# Server Issues



## Chris Blount (Jun 22, 2001)

Our apologies yesterday for the server issues. We got hit REALLY hard. Much more than expected. We even busted our all time record for active users online within a 30 minute period (now it's at 5148).

Thanks to David Bott and his network guy, we should be in much better shape today. They moved DBSTalk across several servers which will give us more room to play. If we do have more problems, rest assured we will work to resolve them as quick as possible. Growing pains are always a challenge. 

Thanks for your patience.


----------



## dbconsultant (Sep 13, 2005)

Glad to see you back! I went through DBSTalk withdrawals yesterday!!!!!:lol:


----------



## paulman182 (Aug 4, 2006)

Chris, did you have any idea the "monster" you were creating when you started this site?

I haven't voiced my appreciation for a while--thanks to you and all the mods!


----------



## Chris Blount (Jun 22, 2001)

paulman182 said:


> Chris, did you have any idea the "monster" you were creating when you started this site?


No kidding. Who would have thought. What's also amazing is that last month we had 1.2 million unique IP addresses hit the site. This month it will be even more.


----------



## Spanky_Partain (Dec 7, 2006)

Time for a cluster?

Of course the word "cluster" has been used in many ways...


----------



## Doug Brott (Jul 12, 2006)

All I know is that I really kicked into gear on this site about 1 year ago.

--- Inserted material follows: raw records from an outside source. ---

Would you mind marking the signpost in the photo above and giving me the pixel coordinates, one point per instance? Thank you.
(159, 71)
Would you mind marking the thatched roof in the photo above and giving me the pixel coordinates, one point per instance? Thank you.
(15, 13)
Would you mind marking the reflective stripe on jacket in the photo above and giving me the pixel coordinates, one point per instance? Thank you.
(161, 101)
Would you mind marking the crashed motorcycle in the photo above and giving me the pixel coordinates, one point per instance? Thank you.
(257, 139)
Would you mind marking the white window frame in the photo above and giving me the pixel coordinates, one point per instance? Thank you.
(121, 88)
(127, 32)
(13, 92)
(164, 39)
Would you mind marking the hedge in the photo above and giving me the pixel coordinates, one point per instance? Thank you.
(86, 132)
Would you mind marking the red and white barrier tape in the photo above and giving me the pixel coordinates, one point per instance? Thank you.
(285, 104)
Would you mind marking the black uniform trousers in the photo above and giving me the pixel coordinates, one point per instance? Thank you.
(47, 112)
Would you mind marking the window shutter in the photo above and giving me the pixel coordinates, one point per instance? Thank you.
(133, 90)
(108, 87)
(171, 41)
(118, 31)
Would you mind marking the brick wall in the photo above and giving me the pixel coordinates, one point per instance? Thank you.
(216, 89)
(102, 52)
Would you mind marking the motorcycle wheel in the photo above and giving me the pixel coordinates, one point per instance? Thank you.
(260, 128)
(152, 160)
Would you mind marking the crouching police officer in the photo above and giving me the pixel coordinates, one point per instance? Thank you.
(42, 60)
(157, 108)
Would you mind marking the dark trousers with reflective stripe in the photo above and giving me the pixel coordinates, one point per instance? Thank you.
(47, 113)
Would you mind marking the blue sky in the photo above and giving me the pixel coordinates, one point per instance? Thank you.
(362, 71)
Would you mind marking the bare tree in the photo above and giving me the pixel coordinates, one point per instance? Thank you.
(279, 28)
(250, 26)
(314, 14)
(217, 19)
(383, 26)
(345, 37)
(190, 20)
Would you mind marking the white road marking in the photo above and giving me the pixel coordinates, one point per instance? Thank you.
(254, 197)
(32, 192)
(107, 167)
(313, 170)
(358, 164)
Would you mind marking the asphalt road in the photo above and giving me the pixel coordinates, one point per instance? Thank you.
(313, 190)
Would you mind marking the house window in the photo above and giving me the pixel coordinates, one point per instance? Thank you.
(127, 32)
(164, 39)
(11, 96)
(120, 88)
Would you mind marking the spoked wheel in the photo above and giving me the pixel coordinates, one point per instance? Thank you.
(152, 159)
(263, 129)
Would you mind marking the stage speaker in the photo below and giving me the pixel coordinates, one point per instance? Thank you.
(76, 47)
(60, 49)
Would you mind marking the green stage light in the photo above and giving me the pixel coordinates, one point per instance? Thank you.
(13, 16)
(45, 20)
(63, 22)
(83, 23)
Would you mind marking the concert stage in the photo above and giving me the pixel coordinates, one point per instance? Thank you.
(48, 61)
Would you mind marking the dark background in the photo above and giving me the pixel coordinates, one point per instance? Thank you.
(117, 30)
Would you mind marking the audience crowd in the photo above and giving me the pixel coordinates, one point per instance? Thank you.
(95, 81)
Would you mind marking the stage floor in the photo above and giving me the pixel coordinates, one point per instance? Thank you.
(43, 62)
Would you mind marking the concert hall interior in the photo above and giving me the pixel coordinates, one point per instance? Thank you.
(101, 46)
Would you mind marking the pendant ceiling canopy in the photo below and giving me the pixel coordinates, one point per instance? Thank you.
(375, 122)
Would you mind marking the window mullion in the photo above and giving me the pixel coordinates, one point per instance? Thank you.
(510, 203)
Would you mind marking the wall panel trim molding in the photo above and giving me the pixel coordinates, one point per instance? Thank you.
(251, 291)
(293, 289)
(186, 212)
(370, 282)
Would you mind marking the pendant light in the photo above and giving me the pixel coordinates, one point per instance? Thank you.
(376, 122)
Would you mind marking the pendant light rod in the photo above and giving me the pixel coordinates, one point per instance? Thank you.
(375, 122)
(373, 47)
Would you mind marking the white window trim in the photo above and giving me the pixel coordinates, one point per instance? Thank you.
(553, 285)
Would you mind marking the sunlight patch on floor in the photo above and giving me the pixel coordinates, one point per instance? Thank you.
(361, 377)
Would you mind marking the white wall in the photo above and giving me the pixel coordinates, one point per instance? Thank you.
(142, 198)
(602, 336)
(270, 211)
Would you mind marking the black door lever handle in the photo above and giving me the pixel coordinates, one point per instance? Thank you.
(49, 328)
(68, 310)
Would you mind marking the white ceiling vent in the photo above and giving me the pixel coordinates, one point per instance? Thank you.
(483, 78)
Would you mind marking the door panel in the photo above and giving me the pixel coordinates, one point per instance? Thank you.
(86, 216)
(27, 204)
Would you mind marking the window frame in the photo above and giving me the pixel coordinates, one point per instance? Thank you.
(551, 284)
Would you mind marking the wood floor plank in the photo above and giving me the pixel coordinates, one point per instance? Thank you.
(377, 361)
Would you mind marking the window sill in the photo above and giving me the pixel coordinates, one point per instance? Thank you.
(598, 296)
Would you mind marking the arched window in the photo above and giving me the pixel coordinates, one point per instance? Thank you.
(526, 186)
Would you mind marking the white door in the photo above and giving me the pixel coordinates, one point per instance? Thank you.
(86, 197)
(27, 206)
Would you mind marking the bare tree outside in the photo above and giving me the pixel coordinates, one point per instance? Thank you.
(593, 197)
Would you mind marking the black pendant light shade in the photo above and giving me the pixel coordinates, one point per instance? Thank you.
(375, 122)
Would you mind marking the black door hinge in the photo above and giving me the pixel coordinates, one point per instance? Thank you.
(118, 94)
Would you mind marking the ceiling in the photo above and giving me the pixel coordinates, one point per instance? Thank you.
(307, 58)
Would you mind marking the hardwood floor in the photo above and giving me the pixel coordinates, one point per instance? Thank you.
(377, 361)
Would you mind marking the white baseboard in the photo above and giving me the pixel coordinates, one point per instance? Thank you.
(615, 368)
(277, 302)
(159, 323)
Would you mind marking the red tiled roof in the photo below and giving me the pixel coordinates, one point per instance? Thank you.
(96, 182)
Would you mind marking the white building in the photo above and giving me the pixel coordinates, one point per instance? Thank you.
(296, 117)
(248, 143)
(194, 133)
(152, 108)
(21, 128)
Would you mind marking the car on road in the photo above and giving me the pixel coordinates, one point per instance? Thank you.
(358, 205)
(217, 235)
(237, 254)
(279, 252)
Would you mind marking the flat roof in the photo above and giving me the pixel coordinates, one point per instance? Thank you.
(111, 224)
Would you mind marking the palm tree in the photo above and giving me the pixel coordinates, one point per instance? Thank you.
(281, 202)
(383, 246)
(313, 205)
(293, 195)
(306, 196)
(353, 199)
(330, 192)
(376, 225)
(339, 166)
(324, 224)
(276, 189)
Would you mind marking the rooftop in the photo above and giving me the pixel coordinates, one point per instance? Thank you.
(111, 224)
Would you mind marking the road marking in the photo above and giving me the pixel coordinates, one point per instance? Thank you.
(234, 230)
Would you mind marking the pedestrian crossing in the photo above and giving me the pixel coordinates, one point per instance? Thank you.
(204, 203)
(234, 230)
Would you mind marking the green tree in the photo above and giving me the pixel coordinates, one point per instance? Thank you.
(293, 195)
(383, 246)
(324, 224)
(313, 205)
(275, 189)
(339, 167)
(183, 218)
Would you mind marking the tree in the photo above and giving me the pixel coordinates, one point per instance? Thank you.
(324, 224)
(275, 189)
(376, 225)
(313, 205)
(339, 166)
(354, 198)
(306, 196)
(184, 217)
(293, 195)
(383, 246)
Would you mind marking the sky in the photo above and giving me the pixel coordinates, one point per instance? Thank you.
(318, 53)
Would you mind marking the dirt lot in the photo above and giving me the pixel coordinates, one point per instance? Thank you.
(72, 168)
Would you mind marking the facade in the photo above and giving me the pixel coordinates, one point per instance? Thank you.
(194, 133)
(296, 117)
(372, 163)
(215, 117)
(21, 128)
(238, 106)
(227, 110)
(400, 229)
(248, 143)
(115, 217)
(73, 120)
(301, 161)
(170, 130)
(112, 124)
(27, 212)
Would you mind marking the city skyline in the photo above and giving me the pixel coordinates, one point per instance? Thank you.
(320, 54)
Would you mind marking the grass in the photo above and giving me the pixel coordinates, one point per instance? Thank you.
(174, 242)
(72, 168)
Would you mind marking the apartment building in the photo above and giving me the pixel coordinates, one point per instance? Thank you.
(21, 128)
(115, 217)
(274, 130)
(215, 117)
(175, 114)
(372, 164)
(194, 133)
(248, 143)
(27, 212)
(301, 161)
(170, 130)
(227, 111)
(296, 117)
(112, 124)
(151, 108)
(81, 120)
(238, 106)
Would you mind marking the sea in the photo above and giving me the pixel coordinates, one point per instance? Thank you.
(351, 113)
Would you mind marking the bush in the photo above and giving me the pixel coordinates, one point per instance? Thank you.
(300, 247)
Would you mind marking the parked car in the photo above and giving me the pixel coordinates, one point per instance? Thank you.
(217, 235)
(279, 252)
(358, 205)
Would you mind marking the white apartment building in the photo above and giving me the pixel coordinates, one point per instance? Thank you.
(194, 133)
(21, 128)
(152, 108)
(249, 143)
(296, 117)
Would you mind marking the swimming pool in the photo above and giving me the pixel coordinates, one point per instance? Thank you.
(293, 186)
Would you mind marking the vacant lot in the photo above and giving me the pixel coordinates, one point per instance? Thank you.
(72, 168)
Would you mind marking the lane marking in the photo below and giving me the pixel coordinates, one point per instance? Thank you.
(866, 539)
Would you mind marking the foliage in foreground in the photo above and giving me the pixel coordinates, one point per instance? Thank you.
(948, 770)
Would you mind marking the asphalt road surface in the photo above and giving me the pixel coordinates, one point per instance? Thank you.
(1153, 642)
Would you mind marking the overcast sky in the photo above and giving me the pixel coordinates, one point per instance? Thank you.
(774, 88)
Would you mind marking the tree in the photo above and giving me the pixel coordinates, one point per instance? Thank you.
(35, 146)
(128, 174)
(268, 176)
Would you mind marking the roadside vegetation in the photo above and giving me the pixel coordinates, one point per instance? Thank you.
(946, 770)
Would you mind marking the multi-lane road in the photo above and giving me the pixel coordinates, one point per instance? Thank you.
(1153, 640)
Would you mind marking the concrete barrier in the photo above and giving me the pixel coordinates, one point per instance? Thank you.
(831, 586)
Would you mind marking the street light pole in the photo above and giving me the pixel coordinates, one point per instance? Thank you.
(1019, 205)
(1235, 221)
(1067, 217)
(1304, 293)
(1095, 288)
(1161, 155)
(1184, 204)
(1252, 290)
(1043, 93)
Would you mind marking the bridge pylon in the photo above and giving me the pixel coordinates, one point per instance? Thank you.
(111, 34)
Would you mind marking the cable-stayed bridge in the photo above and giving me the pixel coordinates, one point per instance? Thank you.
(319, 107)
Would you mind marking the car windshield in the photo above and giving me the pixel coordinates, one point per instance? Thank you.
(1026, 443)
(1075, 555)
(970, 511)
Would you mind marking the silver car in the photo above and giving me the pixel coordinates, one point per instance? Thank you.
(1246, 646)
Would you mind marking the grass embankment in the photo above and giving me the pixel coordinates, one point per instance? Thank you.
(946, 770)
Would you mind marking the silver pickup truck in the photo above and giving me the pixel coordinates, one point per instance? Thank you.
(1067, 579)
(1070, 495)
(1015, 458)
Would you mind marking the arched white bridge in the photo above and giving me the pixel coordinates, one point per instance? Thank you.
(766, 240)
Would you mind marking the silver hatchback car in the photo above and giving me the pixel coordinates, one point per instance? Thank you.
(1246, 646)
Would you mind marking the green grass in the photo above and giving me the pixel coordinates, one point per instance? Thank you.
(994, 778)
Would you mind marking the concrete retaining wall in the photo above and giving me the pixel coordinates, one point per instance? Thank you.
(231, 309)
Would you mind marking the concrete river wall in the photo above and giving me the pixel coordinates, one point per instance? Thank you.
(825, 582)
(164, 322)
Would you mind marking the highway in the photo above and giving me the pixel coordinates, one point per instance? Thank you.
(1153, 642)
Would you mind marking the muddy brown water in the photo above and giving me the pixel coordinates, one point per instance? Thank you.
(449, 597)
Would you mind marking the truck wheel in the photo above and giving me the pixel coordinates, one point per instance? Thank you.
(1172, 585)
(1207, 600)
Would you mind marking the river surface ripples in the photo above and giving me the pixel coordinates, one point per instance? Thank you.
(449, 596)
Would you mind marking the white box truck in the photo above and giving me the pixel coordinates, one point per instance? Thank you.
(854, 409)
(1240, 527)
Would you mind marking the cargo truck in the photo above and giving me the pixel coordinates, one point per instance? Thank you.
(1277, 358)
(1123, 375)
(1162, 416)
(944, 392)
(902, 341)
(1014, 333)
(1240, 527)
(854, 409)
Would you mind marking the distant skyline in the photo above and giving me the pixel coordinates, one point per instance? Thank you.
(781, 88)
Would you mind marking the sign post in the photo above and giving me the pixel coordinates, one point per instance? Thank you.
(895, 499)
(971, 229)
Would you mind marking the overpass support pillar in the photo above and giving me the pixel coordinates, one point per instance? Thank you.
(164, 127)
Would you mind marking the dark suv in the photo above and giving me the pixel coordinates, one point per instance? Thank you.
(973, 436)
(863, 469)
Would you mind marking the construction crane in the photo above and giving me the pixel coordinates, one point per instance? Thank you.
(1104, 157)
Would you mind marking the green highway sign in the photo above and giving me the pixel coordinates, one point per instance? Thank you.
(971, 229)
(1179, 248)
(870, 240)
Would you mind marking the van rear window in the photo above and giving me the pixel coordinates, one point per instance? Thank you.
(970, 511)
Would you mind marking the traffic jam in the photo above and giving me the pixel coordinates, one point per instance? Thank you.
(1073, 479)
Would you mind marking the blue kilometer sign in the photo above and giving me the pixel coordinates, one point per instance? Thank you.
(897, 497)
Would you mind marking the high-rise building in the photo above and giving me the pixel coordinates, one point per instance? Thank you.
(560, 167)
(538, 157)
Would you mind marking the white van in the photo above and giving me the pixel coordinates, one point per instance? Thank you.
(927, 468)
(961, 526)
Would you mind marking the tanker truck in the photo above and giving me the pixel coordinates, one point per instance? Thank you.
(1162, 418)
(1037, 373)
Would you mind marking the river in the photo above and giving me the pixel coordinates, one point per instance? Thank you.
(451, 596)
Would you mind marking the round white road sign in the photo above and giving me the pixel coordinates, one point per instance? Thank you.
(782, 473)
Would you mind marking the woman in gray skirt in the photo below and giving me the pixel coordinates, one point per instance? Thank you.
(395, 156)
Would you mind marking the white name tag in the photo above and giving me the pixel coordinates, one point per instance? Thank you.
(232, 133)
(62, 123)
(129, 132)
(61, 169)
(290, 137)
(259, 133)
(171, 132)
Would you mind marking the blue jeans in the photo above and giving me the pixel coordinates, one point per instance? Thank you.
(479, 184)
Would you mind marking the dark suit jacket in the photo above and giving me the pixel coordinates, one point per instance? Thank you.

It's been astonishing the last year ..


----------



## Mark Holtz (Mar 23, 2002)

As a retired moderator of this board, it's a nice thing to see this board be successful.


----------



## Dolly (Jan 30, 2007)

I'm having trouble with the site today. It seems very slow. When you click on an area of the Forum you want to see, there is a wait before you get to go into the area


----------



## Stuart Sweet (Jun 19, 2006)

Thanks for reporting. I'm not seeing slowdown here so it could be a local issue.


----------



## Dolly (Jan 30, 2007)

Stuart Sweet said:


> Thanks for reporting. I'm not seeing slowdown here so it could be a local issue.


Well it seems to be working fine now  May be I was just on when the site was very busy :scratch:


----------